One of the main drivers of fake news in mainstream media has been the preference of narrative over facts. Now an essential part of celebrity “journalism”, imposing narratives around people’s lives so that magazines and newspapers can sell episodes of that narrative masquerading as reporting, was a commercial winner for celebrity “reporting”, yet ultimately declares that facts don’t matter. The construction of narratives (most obviously seen in the twenty-year-long fake soap opera magazines built around Jennifer Aniston, Brad Pitt, and Angelina Jolie’s lives and interactions), coincided with a new era of reality television that eventually gave way to scripted reality - “reality” that is constructed and invented, and therefore not real at all. There is a big difference between the “how is this news?” school of thought - which is condemning unimportant trivialities - and “this is not news”, as in things that are made up. We consume celebrity lives like soap operas completely divorced from actual reality. And it’s this strong desire for narrative that colours much of the “fake news” today, especially that which demonised Hillary Clinton and depicted her as a heinous criminal. Anyone who knows a famous person knows the amount of rubbish that gets written about them with no basis in reality is almost stunning. It is now, and has been for some time, also a given.

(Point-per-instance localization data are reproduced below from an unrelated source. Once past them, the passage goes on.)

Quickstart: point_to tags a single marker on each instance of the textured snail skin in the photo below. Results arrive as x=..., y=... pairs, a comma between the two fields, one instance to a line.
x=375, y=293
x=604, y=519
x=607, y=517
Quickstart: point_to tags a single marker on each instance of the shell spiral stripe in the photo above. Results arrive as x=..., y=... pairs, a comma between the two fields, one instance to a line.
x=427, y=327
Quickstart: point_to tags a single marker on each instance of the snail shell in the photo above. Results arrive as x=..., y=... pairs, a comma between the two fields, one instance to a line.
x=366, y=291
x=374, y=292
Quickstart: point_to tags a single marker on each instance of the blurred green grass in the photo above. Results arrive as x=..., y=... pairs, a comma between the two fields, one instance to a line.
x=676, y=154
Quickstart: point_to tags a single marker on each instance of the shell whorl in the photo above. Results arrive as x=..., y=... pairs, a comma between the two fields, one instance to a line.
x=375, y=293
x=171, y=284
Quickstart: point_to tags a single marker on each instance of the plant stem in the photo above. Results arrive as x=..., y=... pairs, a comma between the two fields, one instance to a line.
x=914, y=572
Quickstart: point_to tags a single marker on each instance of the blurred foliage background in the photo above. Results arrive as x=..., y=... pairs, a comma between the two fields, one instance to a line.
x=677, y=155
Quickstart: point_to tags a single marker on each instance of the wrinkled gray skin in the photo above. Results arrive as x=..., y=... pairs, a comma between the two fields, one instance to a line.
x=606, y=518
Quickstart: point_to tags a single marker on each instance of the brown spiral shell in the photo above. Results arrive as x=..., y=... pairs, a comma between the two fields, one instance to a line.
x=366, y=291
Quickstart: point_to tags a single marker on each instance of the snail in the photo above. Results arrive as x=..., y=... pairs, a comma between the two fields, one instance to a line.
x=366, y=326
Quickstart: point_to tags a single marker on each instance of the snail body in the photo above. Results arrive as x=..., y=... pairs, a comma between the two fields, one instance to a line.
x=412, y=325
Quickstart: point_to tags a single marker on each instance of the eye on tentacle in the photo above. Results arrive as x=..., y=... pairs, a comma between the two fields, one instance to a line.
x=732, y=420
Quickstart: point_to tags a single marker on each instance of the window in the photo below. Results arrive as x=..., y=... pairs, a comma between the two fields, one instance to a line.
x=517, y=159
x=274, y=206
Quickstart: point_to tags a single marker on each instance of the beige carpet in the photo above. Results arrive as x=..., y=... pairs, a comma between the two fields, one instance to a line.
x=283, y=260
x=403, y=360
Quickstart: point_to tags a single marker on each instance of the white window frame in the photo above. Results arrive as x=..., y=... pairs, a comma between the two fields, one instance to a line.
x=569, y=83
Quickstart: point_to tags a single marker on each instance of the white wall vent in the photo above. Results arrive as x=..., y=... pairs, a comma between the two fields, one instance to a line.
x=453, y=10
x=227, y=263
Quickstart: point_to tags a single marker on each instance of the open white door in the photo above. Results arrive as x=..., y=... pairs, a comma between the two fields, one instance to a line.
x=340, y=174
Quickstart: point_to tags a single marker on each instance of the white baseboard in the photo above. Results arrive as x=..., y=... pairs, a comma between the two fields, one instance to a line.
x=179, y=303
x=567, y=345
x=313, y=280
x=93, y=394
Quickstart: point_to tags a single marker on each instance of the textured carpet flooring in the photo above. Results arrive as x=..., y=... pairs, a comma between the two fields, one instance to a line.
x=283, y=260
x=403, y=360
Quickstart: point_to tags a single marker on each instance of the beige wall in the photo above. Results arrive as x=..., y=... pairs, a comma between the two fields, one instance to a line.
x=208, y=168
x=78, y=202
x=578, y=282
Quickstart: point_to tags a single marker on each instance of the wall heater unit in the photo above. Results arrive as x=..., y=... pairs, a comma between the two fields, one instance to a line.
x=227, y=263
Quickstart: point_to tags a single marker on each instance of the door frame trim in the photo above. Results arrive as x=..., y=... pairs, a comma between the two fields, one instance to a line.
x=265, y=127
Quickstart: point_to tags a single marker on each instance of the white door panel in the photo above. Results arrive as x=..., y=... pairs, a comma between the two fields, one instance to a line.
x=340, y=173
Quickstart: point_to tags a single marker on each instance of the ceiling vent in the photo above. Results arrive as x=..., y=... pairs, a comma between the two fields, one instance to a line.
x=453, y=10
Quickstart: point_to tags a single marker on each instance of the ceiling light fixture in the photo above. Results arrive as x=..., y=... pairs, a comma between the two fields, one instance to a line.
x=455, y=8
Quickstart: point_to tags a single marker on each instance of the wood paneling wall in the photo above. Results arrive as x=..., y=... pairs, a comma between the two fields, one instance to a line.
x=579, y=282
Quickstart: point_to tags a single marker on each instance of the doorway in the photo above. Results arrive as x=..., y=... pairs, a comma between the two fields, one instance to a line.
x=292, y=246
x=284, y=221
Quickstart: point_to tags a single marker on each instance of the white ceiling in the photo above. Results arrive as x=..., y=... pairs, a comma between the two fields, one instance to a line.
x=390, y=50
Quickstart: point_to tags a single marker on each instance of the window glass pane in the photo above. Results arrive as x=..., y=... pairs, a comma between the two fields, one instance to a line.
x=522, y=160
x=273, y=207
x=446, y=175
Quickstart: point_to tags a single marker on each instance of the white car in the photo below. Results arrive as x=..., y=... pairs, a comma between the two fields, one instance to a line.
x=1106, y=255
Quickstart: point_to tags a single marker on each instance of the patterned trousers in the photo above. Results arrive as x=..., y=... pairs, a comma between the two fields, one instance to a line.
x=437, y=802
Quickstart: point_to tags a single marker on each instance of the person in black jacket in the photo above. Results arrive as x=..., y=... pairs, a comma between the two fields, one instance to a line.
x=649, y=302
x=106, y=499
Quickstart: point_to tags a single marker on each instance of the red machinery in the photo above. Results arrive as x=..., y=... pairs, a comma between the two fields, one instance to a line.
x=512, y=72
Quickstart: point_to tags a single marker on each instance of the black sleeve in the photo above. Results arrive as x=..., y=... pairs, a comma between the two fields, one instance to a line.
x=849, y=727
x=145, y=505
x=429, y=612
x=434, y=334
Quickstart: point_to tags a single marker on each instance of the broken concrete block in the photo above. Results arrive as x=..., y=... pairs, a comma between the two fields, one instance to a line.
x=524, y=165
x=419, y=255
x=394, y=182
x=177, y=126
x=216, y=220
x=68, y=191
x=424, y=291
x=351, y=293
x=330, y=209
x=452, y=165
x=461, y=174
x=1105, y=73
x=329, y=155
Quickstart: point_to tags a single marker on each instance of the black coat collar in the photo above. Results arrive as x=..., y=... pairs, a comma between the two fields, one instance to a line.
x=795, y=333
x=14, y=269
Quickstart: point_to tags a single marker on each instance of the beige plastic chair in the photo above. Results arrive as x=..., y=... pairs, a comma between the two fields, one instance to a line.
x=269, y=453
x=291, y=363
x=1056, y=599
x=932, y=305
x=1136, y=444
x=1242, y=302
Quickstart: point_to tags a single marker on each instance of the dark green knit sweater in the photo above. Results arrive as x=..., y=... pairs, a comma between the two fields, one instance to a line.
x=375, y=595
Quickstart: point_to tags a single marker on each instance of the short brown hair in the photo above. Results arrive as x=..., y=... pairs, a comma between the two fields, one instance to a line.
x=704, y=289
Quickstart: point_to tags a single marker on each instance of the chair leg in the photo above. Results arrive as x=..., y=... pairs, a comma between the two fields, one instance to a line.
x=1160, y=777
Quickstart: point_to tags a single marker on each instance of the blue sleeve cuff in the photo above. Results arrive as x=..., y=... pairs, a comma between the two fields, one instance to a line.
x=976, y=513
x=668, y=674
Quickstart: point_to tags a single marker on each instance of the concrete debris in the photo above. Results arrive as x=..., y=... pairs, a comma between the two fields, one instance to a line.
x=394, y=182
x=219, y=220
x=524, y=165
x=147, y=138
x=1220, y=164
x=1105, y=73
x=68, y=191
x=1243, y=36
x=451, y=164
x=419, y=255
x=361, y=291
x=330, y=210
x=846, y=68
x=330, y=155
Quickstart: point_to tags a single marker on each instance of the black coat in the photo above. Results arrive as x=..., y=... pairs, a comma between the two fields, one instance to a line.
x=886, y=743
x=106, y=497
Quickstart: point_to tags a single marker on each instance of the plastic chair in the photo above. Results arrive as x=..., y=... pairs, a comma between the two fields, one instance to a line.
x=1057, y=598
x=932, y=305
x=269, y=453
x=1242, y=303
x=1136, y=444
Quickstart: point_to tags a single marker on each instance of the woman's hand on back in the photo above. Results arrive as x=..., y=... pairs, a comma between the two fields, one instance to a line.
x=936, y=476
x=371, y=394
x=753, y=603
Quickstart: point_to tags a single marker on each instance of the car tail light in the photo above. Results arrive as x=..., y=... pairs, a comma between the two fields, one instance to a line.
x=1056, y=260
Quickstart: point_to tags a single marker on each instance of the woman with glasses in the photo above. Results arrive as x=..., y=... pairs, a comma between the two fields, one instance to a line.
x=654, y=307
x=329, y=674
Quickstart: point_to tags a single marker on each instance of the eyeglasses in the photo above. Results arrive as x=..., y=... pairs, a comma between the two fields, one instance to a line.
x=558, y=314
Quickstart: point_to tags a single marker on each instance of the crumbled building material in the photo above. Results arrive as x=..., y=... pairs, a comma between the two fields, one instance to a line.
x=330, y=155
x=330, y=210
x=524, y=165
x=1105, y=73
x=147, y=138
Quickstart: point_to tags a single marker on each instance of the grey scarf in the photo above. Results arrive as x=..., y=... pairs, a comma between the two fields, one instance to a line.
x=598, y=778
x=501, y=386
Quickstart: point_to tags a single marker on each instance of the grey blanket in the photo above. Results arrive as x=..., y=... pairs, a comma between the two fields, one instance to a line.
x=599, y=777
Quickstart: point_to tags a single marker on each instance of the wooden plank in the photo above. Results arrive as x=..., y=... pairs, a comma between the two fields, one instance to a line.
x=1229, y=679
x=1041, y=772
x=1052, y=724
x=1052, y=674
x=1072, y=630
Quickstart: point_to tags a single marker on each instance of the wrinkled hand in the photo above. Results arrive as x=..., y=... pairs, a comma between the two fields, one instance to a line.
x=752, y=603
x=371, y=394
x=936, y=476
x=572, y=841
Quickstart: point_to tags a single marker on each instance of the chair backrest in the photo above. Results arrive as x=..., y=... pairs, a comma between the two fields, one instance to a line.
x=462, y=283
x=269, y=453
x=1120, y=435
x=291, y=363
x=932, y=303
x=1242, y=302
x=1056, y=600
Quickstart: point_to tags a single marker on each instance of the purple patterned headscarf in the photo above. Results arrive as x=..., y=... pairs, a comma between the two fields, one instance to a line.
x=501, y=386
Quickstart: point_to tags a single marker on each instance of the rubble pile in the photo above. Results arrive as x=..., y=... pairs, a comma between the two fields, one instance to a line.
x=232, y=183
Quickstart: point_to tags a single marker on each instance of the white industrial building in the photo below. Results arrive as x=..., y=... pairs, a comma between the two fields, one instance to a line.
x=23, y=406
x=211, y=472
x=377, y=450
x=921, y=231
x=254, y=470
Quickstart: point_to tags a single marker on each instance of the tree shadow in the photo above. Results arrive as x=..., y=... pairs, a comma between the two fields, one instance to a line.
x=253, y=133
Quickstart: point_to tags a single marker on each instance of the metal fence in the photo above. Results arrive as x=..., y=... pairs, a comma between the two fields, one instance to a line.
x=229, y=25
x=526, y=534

Journalists themselves are the first people to trash a story they know to be rubbish or pushed to the limits of a tenuous truth. We know which Sunday newspaper splash or poll is absolute tosh, which outlet lifts stories from others, which columnist just goes for controversy over genuinely held beliefs, which political reporters generate ropey stories, and so on, yet this information is rarely shared publicly. There is a sort of omertà amongst journalists that rarely sees them publicly admonish each other, which is strange for an industry that thrives on pulling people down, and where it is common for competitors to genuinely hate each other. It is also an absolute no no to question the quality or veracity of someone’s work in one’s own outlet. In criticising other journalists, you set yourself up to be disliked within the industry, viewed as arrogant, seen to be throwing stones in glass houses, or thought to be starting fights in order to generate controversy. Trust me.

So if journalists really want to get a handle on fake news, they would do well to examine the standards in their own existing industry. Online news didn’t invent fakery, they’re just bringing it to another level.